From blogs.wsj.com

It’s been a common witticism in recent months: When asked about the possibility of pernicious inflation down the road as a result of the massive amount of money being pumped into the financial system right now, most economists and analysts brush off the question and slyly remark that they’d welcome a little inflation at this point, as a sign the U.S. economy was rebounding rather than getting mired in a deflationary trap.
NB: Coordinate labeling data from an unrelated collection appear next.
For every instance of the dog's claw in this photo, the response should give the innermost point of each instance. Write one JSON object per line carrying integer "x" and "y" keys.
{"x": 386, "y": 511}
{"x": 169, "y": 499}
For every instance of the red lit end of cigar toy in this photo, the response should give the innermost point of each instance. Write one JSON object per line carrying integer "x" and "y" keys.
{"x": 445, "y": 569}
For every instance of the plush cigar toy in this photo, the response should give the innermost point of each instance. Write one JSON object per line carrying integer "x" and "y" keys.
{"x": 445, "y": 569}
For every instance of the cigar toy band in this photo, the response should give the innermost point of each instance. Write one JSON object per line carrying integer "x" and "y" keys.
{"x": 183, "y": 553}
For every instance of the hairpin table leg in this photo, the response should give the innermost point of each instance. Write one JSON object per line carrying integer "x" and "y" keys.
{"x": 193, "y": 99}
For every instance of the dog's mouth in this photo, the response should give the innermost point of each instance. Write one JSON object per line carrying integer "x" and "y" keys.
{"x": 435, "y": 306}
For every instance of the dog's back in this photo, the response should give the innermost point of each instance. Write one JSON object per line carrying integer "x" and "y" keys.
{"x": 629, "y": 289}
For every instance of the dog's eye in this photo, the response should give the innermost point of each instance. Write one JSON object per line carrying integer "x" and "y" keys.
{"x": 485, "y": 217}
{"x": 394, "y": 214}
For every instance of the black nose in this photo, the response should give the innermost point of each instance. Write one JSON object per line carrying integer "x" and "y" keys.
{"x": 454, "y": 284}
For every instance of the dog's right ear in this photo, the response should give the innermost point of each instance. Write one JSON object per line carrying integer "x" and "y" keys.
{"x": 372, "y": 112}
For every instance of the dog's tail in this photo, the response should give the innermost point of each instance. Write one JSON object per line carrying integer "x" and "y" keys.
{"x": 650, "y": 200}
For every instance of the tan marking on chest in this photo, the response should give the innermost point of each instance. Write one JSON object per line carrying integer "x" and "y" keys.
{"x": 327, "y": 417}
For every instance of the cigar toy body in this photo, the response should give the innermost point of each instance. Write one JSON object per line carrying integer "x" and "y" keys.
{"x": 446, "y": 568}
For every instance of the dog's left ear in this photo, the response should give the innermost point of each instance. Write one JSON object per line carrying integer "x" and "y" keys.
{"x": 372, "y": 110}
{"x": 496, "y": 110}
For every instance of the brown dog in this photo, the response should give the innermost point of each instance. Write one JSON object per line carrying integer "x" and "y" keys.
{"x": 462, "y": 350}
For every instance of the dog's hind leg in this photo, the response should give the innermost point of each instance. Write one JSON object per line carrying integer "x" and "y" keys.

But Paul Volcker, longtime Federal Reserve chairman now hailed for his aggressive actions to kill inflation in the late 1970s and early 1980s, doesn’t seem to be amused. Mr. Volcker, who is also part of President Obama’s economic team, was the keynote speaker at Columbia University’s sixth annual Center on Capitalism and Society conference, held Friday in New York. He touched on the “shocking” international nature of the current crisis, adding “I don’t remember any time – maybe even the Great Depression – when things went down quite so fast and quite so uniformly around the world.”

Yet he cautioned that the Fed shouldn’t lose sight of a key part of its mandate — to fight inflation. “I think ‘a little inflation’ is bad, because a little inflation means some more inflation,” he said. “I don’t think here’s any arguing for a little inflation solving our problems in any realistic sense.”

“I don’t want to lose the accomplishment of the last 30 years of the central importance of price stability and the role of an independent central bank in maintaining that price stability,” he said.